A Food Control Plan is a written plan for a food business with the aim of managing food safety at all stages involved in producing food. It is based on hazard analysis (identifying food hazards in order to eliminate or reduce them to acceptable levels). A Custom Food Control Plan is suitable for foods in a higher risk category. A Food Control Plan written to meet a National Programme (Levels 1,2,3) are for foods usually in a lower risk category and registered through your local Council or MPI (in cases where the business is a Multi-site).
Hazard analysis and the essential type of controls used for product safety is commonly known as HACCP (Hazard Analysis Critical Control Point).

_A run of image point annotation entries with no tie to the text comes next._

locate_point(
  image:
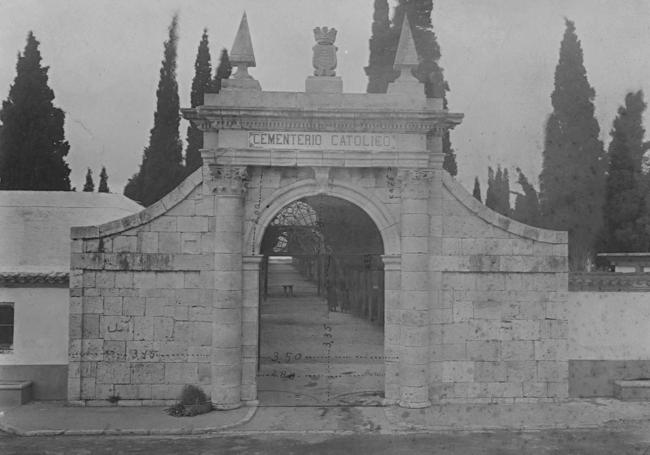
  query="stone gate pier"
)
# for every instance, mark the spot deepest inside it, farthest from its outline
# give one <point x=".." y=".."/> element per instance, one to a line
<point x="474" y="302"/>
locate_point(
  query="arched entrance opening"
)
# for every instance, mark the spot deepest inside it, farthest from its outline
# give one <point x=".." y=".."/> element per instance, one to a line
<point x="321" y="313"/>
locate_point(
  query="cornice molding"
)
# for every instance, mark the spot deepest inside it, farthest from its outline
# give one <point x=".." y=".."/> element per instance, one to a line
<point x="208" y="118"/>
<point x="34" y="279"/>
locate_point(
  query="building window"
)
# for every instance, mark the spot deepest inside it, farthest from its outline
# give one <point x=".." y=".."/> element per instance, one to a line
<point x="6" y="326"/>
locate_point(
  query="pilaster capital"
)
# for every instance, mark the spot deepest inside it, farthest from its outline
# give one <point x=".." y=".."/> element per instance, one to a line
<point x="415" y="183"/>
<point x="392" y="262"/>
<point x="252" y="262"/>
<point x="228" y="180"/>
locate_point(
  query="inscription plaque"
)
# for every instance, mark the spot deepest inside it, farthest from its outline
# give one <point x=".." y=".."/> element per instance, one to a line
<point x="320" y="140"/>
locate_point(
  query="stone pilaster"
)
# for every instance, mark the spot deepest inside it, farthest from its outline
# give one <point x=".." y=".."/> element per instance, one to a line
<point x="392" y="320"/>
<point x="415" y="290"/>
<point x="228" y="186"/>
<point x="250" y="327"/>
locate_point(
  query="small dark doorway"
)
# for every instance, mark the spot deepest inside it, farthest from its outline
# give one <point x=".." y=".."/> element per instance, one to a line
<point x="321" y="306"/>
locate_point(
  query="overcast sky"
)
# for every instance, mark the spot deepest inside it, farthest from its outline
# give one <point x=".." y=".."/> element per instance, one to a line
<point x="499" y="57"/>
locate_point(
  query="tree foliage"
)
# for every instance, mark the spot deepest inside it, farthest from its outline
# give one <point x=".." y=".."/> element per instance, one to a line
<point x="200" y="85"/>
<point x="574" y="163"/>
<point x="32" y="140"/>
<point x="624" y="226"/>
<point x="382" y="50"/>
<point x="477" y="189"/>
<point x="162" y="169"/>
<point x="89" y="186"/>
<point x="383" y="47"/>
<point x="103" y="181"/>
<point x="527" y="204"/>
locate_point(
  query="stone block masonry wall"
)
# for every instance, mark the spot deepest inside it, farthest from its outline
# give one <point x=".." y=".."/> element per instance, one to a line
<point x="141" y="293"/>
<point x="500" y="331"/>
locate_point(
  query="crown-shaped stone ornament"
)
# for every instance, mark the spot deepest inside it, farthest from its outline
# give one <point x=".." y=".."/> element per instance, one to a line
<point x="325" y="35"/>
<point x="324" y="59"/>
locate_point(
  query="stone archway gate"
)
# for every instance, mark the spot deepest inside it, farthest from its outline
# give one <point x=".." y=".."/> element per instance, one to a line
<point x="474" y="301"/>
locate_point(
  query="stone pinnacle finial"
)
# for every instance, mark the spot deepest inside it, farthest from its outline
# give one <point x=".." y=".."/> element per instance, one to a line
<point x="242" y="55"/>
<point x="406" y="55"/>
<point x="406" y="58"/>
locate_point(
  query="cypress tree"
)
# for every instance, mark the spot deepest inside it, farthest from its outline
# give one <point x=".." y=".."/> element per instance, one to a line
<point x="573" y="170"/>
<point x="32" y="142"/>
<point x="89" y="186"/>
<point x="382" y="50"/>
<point x="224" y="70"/>
<point x="526" y="204"/>
<point x="497" y="196"/>
<point x="490" y="193"/>
<point x="162" y="169"/>
<point x="477" y="189"/>
<point x="200" y="84"/>
<point x="103" y="182"/>
<point x="624" y="195"/>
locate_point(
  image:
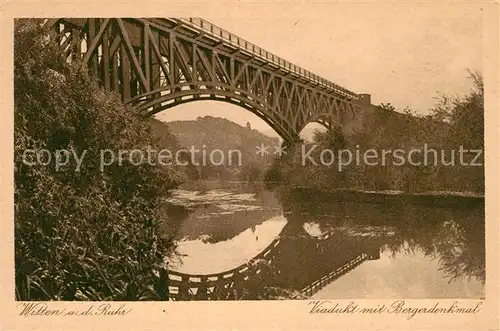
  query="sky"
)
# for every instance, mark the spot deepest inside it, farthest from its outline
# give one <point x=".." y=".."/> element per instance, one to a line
<point x="406" y="54"/>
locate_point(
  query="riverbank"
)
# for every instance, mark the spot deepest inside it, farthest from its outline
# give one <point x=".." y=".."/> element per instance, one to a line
<point x="431" y="199"/>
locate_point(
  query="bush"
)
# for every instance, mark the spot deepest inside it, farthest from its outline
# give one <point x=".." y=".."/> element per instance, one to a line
<point x="87" y="234"/>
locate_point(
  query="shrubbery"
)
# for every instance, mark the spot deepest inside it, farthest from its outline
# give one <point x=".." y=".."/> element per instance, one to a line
<point x="87" y="234"/>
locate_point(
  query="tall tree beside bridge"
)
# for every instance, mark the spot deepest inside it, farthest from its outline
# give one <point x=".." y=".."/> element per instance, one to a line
<point x="87" y="234"/>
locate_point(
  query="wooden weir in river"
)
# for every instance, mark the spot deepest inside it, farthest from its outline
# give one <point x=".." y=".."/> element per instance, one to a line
<point x="229" y="285"/>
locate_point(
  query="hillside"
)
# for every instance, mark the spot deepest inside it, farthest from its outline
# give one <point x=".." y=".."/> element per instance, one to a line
<point x="213" y="133"/>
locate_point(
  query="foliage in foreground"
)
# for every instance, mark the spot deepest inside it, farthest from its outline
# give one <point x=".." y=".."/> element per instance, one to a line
<point x="454" y="122"/>
<point x="87" y="234"/>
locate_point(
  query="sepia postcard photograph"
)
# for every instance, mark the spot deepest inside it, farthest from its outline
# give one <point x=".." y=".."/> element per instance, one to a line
<point x="250" y="166"/>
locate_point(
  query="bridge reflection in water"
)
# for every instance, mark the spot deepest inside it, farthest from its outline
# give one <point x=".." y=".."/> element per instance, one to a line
<point x="300" y="262"/>
<point x="316" y="263"/>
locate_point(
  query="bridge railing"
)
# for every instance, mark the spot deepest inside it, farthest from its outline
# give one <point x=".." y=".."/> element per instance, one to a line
<point x="255" y="50"/>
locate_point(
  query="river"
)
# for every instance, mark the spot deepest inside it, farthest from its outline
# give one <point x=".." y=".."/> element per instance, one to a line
<point x="422" y="250"/>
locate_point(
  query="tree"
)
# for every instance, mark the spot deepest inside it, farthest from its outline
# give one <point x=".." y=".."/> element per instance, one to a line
<point x="91" y="234"/>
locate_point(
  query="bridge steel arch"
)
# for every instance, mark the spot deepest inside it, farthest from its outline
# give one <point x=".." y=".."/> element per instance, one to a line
<point x="157" y="63"/>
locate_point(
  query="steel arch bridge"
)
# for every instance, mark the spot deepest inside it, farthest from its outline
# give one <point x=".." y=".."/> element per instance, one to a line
<point x="158" y="63"/>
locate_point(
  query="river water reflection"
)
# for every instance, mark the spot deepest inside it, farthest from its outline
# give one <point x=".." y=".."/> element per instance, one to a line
<point x="426" y="250"/>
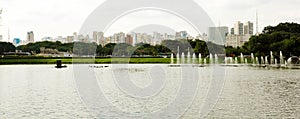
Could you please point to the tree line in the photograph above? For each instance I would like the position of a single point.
(284, 37)
(122, 49)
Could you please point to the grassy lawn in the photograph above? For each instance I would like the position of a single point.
(84, 60)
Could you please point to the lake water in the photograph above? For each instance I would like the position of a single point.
(154, 91)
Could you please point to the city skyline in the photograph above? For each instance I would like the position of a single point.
(63, 20)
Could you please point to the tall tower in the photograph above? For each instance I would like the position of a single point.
(0, 17)
(1, 35)
(256, 23)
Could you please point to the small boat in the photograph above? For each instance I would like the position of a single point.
(59, 64)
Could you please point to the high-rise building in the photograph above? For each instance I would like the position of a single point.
(242, 34)
(30, 37)
(248, 28)
(16, 41)
(217, 34)
(129, 39)
(238, 28)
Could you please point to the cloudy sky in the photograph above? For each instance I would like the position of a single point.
(63, 17)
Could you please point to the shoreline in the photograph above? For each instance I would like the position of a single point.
(14, 61)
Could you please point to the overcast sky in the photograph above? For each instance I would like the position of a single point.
(63, 17)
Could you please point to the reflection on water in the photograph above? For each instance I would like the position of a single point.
(41, 91)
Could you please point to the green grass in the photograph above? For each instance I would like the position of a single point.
(83, 60)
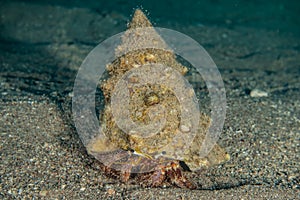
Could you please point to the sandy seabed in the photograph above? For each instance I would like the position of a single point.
(42, 156)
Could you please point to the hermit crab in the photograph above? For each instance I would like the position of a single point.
(149, 125)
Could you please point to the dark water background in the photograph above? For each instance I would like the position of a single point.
(276, 15)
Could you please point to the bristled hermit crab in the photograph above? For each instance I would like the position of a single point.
(153, 156)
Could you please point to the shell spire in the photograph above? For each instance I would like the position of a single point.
(139, 20)
(140, 34)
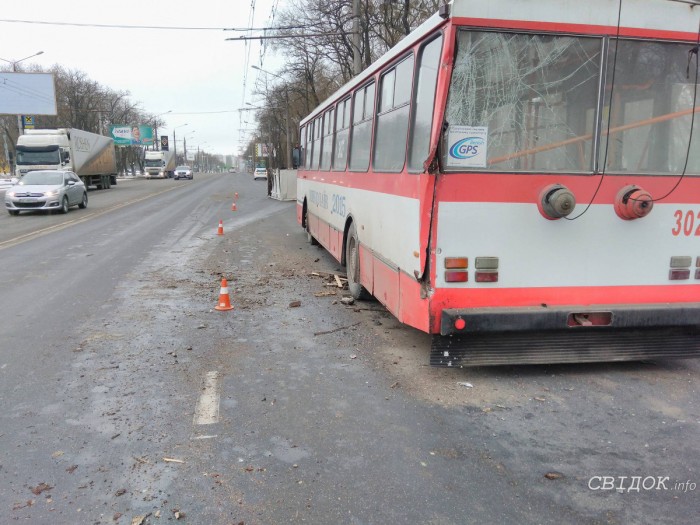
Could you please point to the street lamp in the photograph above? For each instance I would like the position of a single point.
(14, 70)
(175, 140)
(286, 100)
(184, 142)
(154, 120)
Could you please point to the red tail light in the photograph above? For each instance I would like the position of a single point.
(679, 274)
(456, 277)
(486, 276)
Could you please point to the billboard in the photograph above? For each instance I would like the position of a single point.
(262, 150)
(131, 135)
(27, 94)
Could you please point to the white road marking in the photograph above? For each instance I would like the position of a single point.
(207, 411)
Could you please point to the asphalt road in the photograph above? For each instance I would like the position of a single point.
(125, 395)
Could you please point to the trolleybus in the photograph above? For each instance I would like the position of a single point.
(521, 180)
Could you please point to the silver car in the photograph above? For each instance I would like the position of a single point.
(183, 172)
(46, 190)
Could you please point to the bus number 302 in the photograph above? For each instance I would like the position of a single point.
(338, 205)
(686, 223)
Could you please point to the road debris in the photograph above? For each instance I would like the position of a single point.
(336, 329)
(325, 293)
(41, 487)
(138, 520)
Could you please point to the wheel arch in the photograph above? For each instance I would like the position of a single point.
(349, 220)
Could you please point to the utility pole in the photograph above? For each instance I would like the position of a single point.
(356, 62)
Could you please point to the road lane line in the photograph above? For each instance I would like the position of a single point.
(207, 410)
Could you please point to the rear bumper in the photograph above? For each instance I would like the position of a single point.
(478, 320)
(567, 335)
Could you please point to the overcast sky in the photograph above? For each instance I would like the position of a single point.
(194, 73)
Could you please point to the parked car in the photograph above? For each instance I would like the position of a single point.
(183, 172)
(46, 190)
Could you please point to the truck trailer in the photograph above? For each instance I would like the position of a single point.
(159, 164)
(90, 156)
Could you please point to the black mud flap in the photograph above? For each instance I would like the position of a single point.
(565, 346)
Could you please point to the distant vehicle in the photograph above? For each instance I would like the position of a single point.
(183, 172)
(159, 164)
(90, 156)
(50, 190)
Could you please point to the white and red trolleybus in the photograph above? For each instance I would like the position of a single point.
(522, 180)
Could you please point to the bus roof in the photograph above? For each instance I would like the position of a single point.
(678, 16)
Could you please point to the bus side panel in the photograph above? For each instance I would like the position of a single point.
(323, 233)
(335, 243)
(313, 225)
(367, 269)
(386, 286)
(414, 310)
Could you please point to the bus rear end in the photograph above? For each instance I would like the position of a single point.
(566, 223)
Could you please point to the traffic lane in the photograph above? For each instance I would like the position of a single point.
(30, 223)
(84, 383)
(345, 394)
(330, 413)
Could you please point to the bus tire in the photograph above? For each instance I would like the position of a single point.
(309, 238)
(352, 265)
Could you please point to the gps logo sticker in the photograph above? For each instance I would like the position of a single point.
(468, 145)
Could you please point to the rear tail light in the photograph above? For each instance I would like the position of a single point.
(452, 263)
(456, 276)
(680, 268)
(679, 275)
(681, 262)
(632, 202)
(486, 276)
(486, 263)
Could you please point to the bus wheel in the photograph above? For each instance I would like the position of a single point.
(309, 238)
(352, 265)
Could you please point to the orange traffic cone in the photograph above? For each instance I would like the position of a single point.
(224, 300)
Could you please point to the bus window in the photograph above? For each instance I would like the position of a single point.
(316, 154)
(424, 104)
(651, 109)
(341, 136)
(362, 128)
(309, 144)
(328, 129)
(392, 120)
(527, 98)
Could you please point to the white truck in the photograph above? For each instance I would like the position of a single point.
(90, 156)
(159, 164)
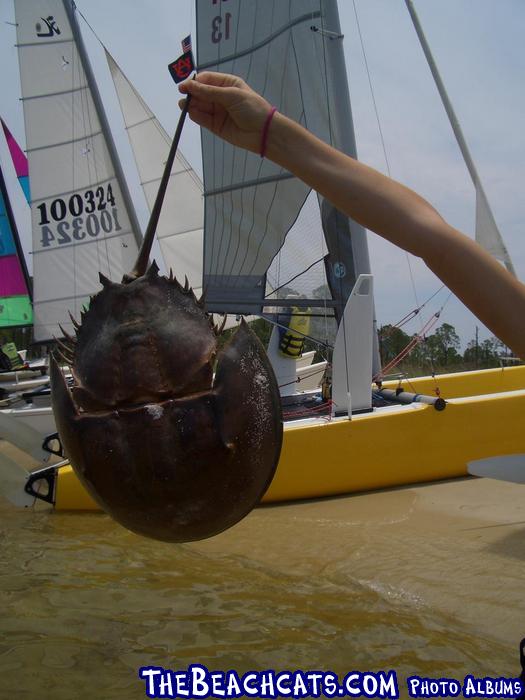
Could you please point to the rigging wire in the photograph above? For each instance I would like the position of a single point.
(381, 135)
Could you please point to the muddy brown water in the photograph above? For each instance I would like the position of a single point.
(425, 580)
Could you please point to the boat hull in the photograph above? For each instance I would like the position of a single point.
(388, 447)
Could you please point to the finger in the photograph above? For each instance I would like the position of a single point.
(209, 93)
(220, 79)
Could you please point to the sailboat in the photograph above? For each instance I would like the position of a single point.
(252, 246)
(15, 285)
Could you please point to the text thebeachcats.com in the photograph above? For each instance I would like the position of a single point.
(198, 682)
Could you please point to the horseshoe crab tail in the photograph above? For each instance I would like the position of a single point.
(145, 249)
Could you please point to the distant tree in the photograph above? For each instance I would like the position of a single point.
(484, 354)
(392, 341)
(444, 345)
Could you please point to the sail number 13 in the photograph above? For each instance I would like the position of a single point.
(92, 213)
(220, 25)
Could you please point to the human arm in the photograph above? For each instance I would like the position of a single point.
(228, 107)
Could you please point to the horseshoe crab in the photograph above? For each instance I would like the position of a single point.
(168, 449)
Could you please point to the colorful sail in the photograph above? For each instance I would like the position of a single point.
(19, 161)
(15, 297)
(82, 219)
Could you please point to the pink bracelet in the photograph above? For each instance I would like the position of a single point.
(266, 127)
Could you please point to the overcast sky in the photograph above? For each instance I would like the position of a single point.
(479, 48)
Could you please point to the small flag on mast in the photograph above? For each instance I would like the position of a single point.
(186, 44)
(183, 66)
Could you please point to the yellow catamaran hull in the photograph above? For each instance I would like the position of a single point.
(389, 446)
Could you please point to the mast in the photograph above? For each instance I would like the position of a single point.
(343, 138)
(490, 238)
(14, 233)
(70, 8)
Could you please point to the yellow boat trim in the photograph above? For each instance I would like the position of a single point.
(389, 447)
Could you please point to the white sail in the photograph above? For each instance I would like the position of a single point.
(179, 230)
(80, 224)
(487, 232)
(282, 50)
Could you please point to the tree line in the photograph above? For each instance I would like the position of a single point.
(442, 350)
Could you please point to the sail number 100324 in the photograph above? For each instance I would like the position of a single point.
(93, 212)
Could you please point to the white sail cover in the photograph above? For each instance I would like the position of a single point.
(80, 224)
(179, 230)
(251, 203)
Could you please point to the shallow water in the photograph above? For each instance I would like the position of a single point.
(84, 604)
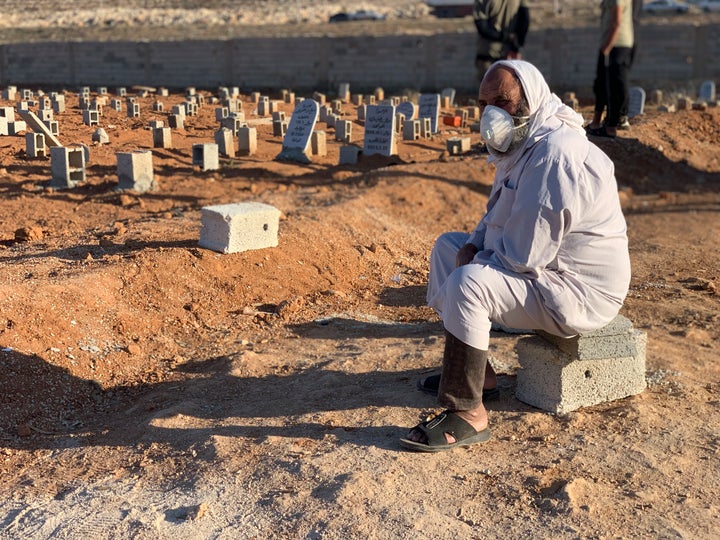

Good Operating Procedures already in place around food hygiene practices, design of your premises, your approved suppliers, and pest control make up some of the prerequisites you need for a successful HACCP based Food Control Plan.
HACCP is based on the internationally accepted seven principles as promoted by the Codex Alimentarius Commission, and adopted into New Zealand Legislation. To write the full Food Control Plan other steps are included; firstly the scope of the HACCP plan, followed by full product and process descriptions, and flowcharts. In effect to ensure the food safety objectives for each business the FCP takes the form of a twelve step plan involving the seven HACCP principles.
Food Safety Works (2012) Ltd also writes FCPs to Industry standards including BRC, WQA and SQF and RMP's.
Custom FCPs and National Programmes 2 and 3 are usually required by supermarkets for all suppliers of food or beverages.